IN THE SPOTLIGHT
Q&A with Flagship 2030 task force chair John Stevenson
As the University of Colorado at Boulder progresses with the Flagship 2030 Strategic Plan and positioning as one of the nation's leading public research universities, nine task forces representing key components of the university have been formed in order to help develop strategies for implementing the 18 initiatives outlined in the plan. The task force reports will be submitted in the fall of 2008. Meet John Stevenson, chair of the graduate education task force.
The graduate education task force is made up of 13 members including faculty, staff and a graduate student, drawn from the CU-Boulder campus. The group has met multiple times to discuss a broad range of issues that will be central to the future of graduate study at CU: capacity, funding, facilities, degree programs and design, the connection between graduate education and research, and the role of international students. The task force recommendations will address all of these questions and attempt to provide guidelines for insuring the continued quality of the university’s programs as well as the kind of future growth and innovation that will make CU-Boulder a nationwide frontrunner in graduate education.
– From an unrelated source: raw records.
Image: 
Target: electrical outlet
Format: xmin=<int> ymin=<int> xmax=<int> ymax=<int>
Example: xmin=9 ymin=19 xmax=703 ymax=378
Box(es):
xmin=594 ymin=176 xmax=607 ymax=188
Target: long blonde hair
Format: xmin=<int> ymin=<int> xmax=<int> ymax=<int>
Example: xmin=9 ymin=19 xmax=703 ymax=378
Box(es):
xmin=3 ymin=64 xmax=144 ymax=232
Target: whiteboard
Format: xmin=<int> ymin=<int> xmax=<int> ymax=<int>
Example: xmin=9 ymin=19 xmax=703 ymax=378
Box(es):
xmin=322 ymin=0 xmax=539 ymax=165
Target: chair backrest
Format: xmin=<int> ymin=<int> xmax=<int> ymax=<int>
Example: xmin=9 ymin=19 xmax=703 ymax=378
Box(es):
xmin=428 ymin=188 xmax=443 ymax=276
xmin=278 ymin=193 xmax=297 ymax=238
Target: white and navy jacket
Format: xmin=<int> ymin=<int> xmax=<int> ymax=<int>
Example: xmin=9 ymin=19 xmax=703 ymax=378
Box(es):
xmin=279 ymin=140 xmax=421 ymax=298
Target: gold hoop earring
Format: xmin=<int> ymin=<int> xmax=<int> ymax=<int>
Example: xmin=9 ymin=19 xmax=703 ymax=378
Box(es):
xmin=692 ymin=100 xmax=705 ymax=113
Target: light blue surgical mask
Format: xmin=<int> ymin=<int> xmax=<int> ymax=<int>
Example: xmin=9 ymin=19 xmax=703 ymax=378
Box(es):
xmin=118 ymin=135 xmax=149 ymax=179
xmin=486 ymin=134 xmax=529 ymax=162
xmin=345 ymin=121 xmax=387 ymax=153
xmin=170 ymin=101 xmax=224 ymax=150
How do your duties as a task force chair fit in with your background and current position at CU?
I have been a faculty member at CU-Boulder for 26 years and throughout that time I have been actively involved with graduate education as graduate director and chair of the English department, as teacher and mentor to a number of advanced students and more recently, for the last three years, as associate dean of the graduate school and associate vice chancellor for graduate education. In my current position I have a wonderful opportunity to observe the current state of graduate education, not only on this campus but also across the country and around the world.
What inspires and challenges you in creating and meeting your task force goals?
I think graduate education is, unfortunately, something of an orphan in discussions of higher education, which tend to focus on undergraduates. But graduate education, with its close ties to research, is really what defines us and our peers as flagship institutions. Our goal in such universities is a lofty but essential one: to preserve, transmit and create knowledge and understanding for all of humanity, now and in the future. Graduate education is the engine that makes that goal possible by giving the best young minds the opportunity to transform themselves into the intellectual leaders of the next generation. Such education is neither quick nor cheap and the challenge is always to find the resources—of time, of energy, of money, of wisdom—to make it possible.
If you could envision anything for the future of higher education, what would be your greatest aspirations?
Higher education is an expression of what is best in the human mind and spirit: the desire to treasure the past, to understand the present and to create the future. It is one of the oldest human institutions and over its long evolution it has developed into something that has allowed those who have experienced its rewards a chance to live a richer, fuller and more productive life in every sense. The kind of work that higher education undertakes—the labor of personal and intellectual transformation, the slow and sometimes tedious path to understanding and discovery—is not always valued in our culture. So my fondest wish would be for a broader, a deeper, a more comprehensive appreciation of and support for the contribution that higher education makes, not just to economic wellbeing or career opportunity or breakthrough technology, but also to the common good and the widening of the horizons of our vision.